バイオアベイラビリティとは
バイオアベイラビリティ(Bioavailability)は、生物学的利用能とも呼ばれる。バイオアベイラビリティ(BA)は、経口投与において投与された薬物量のうち消化管から吸収されて循環血流中にまで到達した薬物量の割合をいう。
BAに影響を及ぼす要因
経口投与後の吸収プロセスでの「原薬特性」による要因
① 消化管内容物中での薬物の溶解度
② 消化管管腔内での薬物の安定性
③ 消化管で溶解状態にある薬物の透過性(消化管粘膜障壁透過効率)
④ 吸収過程中小腸および肝臓における薬物の分解率
⑤ 血行性とリンパ行性の振り分け率(2つの吸収経路がある場合)
経口投与後の吸収プロセスでの「製剤特性」による要因
① 製剤の消化管内での放出特性
② 製剤の消化管内での移動特性(徐放製剤の開発では特に重要な要因となる)
経口投与製剤化が困難と予想される原薬特性
① 膜透過性が低く、消化管から絶対吸収率が悪い。
② 膜透過性は良いが、初回通過代謝のために絶対吸収率が悪い。
③ 溶解度が低く、十分な吸収性の確保が困難
④ 消化管内での分解を受けやすい
⑤ 化学的安定性が悪く、保存時の安定性確保が困難
⑥ 投与量が多く、製造性に支障
上記の事項からBCS Class IV (溶解度が低く、吸収性も低い)の化合物がやはり製剤化しにくいと言える。
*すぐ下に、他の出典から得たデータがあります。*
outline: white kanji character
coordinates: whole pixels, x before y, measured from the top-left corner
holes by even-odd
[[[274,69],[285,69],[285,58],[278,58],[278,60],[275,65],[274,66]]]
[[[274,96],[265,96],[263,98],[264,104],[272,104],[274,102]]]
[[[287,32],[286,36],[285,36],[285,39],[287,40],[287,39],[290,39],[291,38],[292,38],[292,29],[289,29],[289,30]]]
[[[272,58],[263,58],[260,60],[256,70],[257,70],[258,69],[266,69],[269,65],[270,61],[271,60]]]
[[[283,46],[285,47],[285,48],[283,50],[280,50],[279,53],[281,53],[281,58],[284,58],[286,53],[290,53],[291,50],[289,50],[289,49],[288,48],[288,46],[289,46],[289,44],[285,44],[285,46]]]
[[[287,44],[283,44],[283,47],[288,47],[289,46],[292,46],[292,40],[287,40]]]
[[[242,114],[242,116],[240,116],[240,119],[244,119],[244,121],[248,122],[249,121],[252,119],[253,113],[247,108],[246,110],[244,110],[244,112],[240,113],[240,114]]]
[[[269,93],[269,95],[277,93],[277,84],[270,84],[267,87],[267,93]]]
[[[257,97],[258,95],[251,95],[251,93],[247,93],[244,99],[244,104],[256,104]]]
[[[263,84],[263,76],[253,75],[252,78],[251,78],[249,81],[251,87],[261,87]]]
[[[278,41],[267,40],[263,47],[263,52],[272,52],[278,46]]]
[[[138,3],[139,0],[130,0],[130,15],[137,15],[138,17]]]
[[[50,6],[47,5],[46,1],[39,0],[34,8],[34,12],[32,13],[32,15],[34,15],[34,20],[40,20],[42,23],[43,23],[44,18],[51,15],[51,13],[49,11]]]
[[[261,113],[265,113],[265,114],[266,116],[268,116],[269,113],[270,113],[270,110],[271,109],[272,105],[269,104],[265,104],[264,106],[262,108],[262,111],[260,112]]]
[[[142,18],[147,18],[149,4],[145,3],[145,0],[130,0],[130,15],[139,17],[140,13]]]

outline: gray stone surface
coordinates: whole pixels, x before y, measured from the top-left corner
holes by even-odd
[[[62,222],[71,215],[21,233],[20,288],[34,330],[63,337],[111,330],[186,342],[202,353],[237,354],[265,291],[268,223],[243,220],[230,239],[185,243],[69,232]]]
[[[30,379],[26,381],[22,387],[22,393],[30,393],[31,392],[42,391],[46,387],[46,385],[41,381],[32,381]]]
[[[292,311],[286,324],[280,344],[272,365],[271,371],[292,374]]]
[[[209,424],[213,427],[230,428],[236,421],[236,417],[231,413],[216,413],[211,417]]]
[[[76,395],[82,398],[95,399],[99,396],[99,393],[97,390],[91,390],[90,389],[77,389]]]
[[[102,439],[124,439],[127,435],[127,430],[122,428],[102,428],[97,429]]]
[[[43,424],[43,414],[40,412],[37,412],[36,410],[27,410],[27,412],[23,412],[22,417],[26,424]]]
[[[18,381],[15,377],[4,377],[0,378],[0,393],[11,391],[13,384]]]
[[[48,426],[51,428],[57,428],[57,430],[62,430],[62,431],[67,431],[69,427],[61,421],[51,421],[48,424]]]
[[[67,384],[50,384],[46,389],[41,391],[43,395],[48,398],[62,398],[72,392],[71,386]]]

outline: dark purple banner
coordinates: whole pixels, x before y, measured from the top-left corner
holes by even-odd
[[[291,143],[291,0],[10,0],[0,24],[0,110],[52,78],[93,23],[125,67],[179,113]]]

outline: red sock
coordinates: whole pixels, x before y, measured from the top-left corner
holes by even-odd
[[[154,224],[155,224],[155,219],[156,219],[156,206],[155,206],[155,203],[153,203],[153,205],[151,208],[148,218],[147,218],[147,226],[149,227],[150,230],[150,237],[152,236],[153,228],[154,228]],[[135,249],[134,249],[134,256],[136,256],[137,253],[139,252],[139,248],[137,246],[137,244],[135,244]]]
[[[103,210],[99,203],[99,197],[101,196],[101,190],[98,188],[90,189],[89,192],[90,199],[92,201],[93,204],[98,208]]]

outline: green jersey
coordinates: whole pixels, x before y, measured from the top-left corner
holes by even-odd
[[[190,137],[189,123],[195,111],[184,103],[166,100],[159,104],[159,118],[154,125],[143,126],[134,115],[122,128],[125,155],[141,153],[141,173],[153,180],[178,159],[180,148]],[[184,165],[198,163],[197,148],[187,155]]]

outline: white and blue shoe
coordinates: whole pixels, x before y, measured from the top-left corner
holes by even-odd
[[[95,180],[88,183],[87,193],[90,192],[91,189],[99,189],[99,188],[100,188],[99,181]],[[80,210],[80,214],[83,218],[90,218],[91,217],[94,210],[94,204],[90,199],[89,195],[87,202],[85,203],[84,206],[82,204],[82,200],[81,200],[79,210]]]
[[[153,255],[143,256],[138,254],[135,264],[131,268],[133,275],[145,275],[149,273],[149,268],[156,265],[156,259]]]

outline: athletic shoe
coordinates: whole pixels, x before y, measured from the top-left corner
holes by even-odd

ファーストエフェクト(初回通過効果)を受ける化合物の製剤化も困難であると言える。
一方、製剤学的工夫によって③~⑥のような技術的課題は克服されてきた歴史がある。ただし、製剤化が容易でないのは事実である。
吸収促進剤や代謝阻害剤の利用又はプロドラッグ化
上記①のような原薬物性の場合には、吸収促進剤を用いての製剤化(生物学的アプローチ)が必要かも知れない。また、上記②のような原薬物性の場合には、代謝阻害剤を用いての製剤化(生物学的アプローチ)の他に、プロドラッグ設計のような化学的アプローチが必要になるかも知れない。